HYDERABAD, Pakistan: On her 99th birthday in May 2017, Dharam Mukhi sat thousands of miles away in the United States when her family unveiled an extraordinary gift: a video chronicling three centuries of the Mukhi family’s legacy and the painstaking restoration of her childhood home in Sindh, Pakistan.
The video brought back the carved wooden galleries, the Italian cupola and the marble staircase of the mansion she had left behind when her family left Hyderabad during the Partition of the Indian Subcontinent in 1947 and the violence and upheaval that followed.
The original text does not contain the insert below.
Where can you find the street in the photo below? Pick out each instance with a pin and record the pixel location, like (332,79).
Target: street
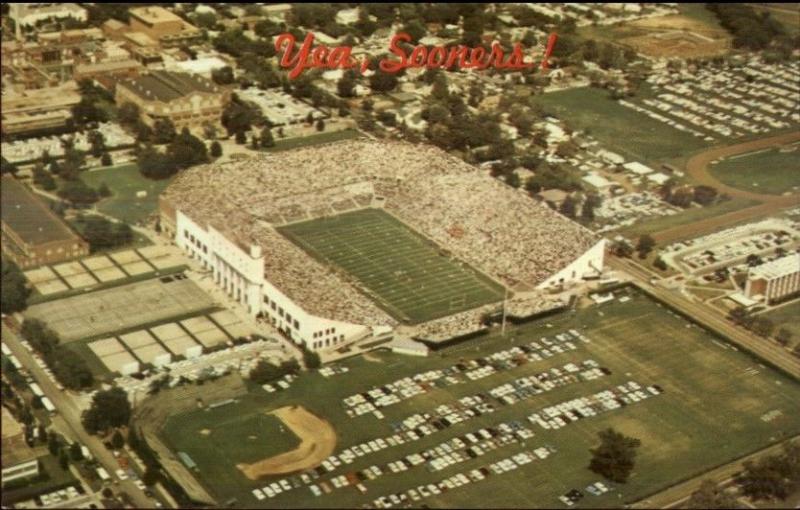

“I feel like I am back home,” she told her son, Dr. Suresh Bhavnani. Twenty days later, she passed away.
The picture taken on August 20, 2025, shows Mukhi House in Hyderabad, Pakistan. (AN photo)
Built in 1921 by her uncle Jethanand Mukhi, a Hindu politician and philanthropist, the three-story Mukhi House was more than a residence. With its Corinthian columns, mosaic floors, stained glass, and frescoed walls, it stood as a palace at the heart of Hyderabad. Its halls hosted luminaries of the era — Indian National Congress leader Jawaharlal Nehru and Sindh’s pre-Partition chief minister, Ghulam Hussain Hidayatullah, among others.